Wednesday, August 27, 2008

National Parks: Real and Imagined

Nevada Barr is a mystery writer. What sets her 14 novels apart is that each one is set in a different national park in the US. As of 2006, there were 58 officially-designated National Parks in the United States and its dependent areas so she has a long way to go. She herself is a former park ranger. So it seemed a natural when I was planning a recent return visit to Yosemite National Park that I pick up a copy of her High Country.

Four Yosemite park workers have disappeared, all on the same day; and it is the task of Anna Pigeon, a National Park Service ranger disguised in this case as a waitress at the Ahwahnee Hotel, to track them down. Anna is the principal character in each of the 14 novels. I haven’t spent much time in the park in the winter but I don’t imagine that the granite and trees change much – and Barr’s descriptions of the geography and topography of the park ring true. I did have a moment of doubt when she described Mendocino County as “outside of San Francisco.” Yes, that’s correct; but it’s also “outside of” Los Angeles. I guess I think of “outside” as somehow being adjacent to or at least closer than Mendocino is to SF. I would have been more comfortable with “north of”. It just made me wonder how familiar Barr really is with the region she describes. Then I read on her website that she was raised in the Sierras!

It’s hard to say much about a mystery story without giving away some of the suspense. There are some very amusing passages as Anna, approaching fifty, describes living in the employee dorm with her two twenty-something roommates whose ideas of neatness and order (and lack thereof) are just what you might expect.
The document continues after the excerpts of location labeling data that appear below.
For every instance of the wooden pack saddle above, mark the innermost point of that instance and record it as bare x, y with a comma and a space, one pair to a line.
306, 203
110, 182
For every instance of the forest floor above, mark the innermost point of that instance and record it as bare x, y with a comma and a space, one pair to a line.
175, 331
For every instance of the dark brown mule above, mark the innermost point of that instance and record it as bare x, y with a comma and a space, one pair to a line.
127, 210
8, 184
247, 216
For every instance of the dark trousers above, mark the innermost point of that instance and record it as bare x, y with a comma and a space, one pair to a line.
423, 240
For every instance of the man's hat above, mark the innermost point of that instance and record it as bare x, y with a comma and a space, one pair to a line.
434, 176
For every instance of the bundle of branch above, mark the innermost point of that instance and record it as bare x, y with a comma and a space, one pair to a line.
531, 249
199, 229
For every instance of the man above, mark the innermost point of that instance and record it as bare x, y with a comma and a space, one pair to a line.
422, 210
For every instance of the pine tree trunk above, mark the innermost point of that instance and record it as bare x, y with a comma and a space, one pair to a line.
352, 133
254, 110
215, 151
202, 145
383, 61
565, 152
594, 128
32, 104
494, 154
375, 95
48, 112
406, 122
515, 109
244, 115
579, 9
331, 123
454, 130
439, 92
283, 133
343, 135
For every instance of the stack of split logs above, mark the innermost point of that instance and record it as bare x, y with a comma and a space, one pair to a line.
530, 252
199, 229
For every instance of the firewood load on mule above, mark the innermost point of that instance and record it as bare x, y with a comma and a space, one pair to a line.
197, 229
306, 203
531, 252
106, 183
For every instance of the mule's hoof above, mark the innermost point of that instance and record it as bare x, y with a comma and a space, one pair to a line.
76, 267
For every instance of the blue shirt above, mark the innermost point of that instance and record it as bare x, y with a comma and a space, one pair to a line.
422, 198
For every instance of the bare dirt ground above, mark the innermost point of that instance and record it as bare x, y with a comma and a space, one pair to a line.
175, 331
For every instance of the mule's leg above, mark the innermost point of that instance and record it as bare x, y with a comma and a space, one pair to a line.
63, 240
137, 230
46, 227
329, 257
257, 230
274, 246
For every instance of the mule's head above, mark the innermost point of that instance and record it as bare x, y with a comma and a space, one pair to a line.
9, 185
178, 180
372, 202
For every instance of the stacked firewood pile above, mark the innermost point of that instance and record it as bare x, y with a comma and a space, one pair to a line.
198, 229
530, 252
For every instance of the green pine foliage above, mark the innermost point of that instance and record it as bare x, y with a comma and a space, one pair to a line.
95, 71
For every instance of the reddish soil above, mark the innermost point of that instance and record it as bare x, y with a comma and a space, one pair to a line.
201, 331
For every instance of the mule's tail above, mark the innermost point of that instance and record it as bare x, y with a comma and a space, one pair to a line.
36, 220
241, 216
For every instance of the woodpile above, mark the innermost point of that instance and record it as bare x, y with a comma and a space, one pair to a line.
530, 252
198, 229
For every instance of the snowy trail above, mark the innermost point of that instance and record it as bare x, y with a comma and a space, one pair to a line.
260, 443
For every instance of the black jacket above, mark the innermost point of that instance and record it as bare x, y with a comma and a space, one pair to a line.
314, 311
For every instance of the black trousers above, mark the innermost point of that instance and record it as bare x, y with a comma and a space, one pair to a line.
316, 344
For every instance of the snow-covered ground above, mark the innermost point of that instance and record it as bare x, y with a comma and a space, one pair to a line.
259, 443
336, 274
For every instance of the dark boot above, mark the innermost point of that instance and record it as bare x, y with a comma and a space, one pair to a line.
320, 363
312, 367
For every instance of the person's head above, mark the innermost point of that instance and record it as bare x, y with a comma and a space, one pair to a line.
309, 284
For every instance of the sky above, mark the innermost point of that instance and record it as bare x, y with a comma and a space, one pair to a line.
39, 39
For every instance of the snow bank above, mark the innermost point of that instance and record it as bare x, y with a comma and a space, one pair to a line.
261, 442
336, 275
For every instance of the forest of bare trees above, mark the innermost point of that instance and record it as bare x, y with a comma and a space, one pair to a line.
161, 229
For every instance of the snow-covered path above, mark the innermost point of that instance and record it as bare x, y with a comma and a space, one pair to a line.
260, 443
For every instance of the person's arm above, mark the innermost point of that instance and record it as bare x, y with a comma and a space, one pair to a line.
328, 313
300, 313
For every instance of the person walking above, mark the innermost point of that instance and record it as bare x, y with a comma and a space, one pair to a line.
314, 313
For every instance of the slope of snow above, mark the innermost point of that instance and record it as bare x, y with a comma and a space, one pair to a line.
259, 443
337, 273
The second half of the book is set around Lower Merced Pass Lake and along Illilouette Creek Trail. When I finished the book I thought what fun it would be next summer to visit that area. But then I went back and re-read the initial description: twelve miles from the Mono Meadows Trailhead with a total elevation gain of two thousand feet. Staying at the Ahwahnee Hotel with another Anna Pigeon novel sounds a lot better.